What is Gate Valves | Diagram , Working , Advantages , Applications
A gate valve is a linear motion valve used to start or stop fluid flow; however, it does not regulate or throttle flow. The name gate is derived from the appearance of the disk in the flow stream. Figure illustrates a gate valve.
The disk of a gate valve is completely removed from the flow stream when the valve is fully open. This characteristic offers virtually no resistance to flow when the valve is open. Hence, there is little pressure drop across an open gate valve.
When the valve is fully closed, a disk-to-seal ring contact surface exists for 360°, and good sealing is provided. With the proper mating of a disk to the seal ring, very little or no leakage occurs across the disk when the gate valve is closed.
On opening the gate valve, the flow path is enlarged in a highly nonlinear manner with respect to percent of opening. This means that flow rate does not change evenly with stem travel.
Also, a partially open gate disk tends to vibrate from the fluid flow. Most of the flow change occurs near shutoff with a relatively high fluid velocity causing disk and seat wear and eventual leakage if used to regulate flow. For these reasons, gate valves are not used to regulate or throttle flow.

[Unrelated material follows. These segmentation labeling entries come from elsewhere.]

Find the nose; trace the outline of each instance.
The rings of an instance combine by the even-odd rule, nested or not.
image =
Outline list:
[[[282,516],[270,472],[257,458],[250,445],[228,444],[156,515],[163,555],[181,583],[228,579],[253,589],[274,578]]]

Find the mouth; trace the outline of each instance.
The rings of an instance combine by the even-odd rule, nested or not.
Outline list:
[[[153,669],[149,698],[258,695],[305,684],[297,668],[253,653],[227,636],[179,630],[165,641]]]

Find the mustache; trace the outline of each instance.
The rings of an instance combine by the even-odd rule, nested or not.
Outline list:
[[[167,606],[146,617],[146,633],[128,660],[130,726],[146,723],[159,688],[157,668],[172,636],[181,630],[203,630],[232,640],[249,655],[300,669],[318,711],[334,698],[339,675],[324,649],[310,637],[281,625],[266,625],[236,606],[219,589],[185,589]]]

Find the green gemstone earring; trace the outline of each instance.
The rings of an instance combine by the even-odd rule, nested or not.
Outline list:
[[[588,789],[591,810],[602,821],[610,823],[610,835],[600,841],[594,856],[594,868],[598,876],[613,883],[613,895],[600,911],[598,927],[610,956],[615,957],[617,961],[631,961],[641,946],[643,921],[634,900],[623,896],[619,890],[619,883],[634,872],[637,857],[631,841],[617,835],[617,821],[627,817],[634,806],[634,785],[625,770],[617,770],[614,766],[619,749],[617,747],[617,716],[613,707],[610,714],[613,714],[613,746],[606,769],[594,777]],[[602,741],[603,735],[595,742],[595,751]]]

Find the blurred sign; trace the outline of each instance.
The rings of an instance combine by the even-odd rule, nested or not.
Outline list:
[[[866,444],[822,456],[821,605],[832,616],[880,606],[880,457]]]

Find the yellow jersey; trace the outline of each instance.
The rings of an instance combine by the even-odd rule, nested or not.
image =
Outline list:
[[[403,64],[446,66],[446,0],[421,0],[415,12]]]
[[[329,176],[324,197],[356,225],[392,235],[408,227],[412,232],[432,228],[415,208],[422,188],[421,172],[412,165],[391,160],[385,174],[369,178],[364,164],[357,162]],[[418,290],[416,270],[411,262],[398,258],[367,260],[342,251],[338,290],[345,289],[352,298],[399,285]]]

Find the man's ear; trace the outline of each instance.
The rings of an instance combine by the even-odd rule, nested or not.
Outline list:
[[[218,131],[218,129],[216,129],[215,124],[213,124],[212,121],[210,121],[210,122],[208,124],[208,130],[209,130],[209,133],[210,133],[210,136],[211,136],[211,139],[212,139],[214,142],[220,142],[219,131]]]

A gate valve can be used for a wide variety of fluids and provides a tight seal when closed.
The major disadvantages to the use of a gate valve are:
It is not suitable for throttling applications.
It is prone to vibration in the partially open state.
It is more subject to seat and disk wear than a globe valve.
Repairs, such as lapping and grinding, are generally more difficult to accomplish.
Gate Valve Disk Design
Gate valves are available with a variety of disks. Classification of gate valves is usually made by the type disk used: solid wedge, flexible wedge, split wedge, or parallel disk. Solid wedges, flexible wedges, and split wedges are used in valves having inclined seats. Parallel
disks are used in valves having parallel seats. Regardless of the style of wedge or disk used, the disk is usually replaceable. In services where solids or high velocity may cause rapid erosion of the seat or disk, these components should have a high surface hardness and should have replacement seats as well as disks. If the seats are not replaceable, seat damage requires removal of the valve from the line for refacing of the
seat, or refacing of the seat in place. Valves being used in corrosion service should normally be specified with replaceable seats.
Gate Valve Stem Design
Gate valves are classified as either rising stem or nonrising stem valves. For the nonrising stem gate valve, the stem is threaded on the lower end into the gate. As the hand wheel on the stem is rotated, the gate travels up or down the stem on the threads while the stem remains vertically stationary. This type valve will almost always have a pointer-type indicator threaded onto the upper end of the stem to indicate valve position. Figures 2 and 3 illustrate rising-stem gate valves and nonrising stem gate valves.
The nonrising stem configuration places the stem threads within the boundary established by the valve packing out of contact with the environment. This configuration assures that the stem merely rotates in the packing without much danger of carrying dirt into the packing from outside to inside.
Rising stem gate valves are designed so that the stem is raised out of the flowpath when the valve is open. Rising stem gate valves come in two basic designs. Some have a stem that rises through the handwheel while others have a stem that is threaded to the bonnet.
Gate Valve Seat Design
Seats for gate valves are either provided integral with the valve body or in a seat ring type of construction. Seat ring construction provides seats which are either threaded into position or are pressed into position and seal welded to the valve body. The latter form of construction is recommended for higher temperature service.
Integral seats provide a seat of the same material of construction as the valve body while the pressed-in or threaded-in seats permit variation. Rings with hard facings may be supplied for the application where they are required.
Small, forged steel, gate valves may have hard faced seats pressed into the body. In some series, this type of valve in sizes from 1/2 to 2 inches is rated for 2500 psig steam service. In large gate valves, disks are often of the solid wedge type with seat rings threaded in, welded in, or pressed in. Screwed in seat rings are considered replaceable since they may be removed and new seat rings installed.
Best Suited Control: Quick Opening
• Fully open/closed, non-throttling
• Infrequent operation
• Minimal fluid trapping in line
Applications of gate valve :
• Suitable for oil, gas, air, heavy liquids, steam, non-condensing gases, abrasive and corrosive liquids
• Sizes available range from standard cast configurations as small as 2″ to special fabricated valves exceeding 100″.
• Standard cast configurations have ASME 125/150 bolting patterns and are rated at 150 psi.
Advantages of gate valve :
• High capacity
• Tight shutoff
• Low cost
• Little resistance to flow
• Ability to cut through slurries, scale and surface build-ups
• Provide unobstructed flow paths that not only provide high flow capacity (Cv), but even allows slurry, large objects, rocks and items routinely found in mining processes to safely pass through the valve.
Disadvantages of gate valve :
• Poor control
• Cavitate at low pressure drops
• Cannot be used for throttling
• Relatively low pressure limitation – general pressure limitations are 150 psi at maximum.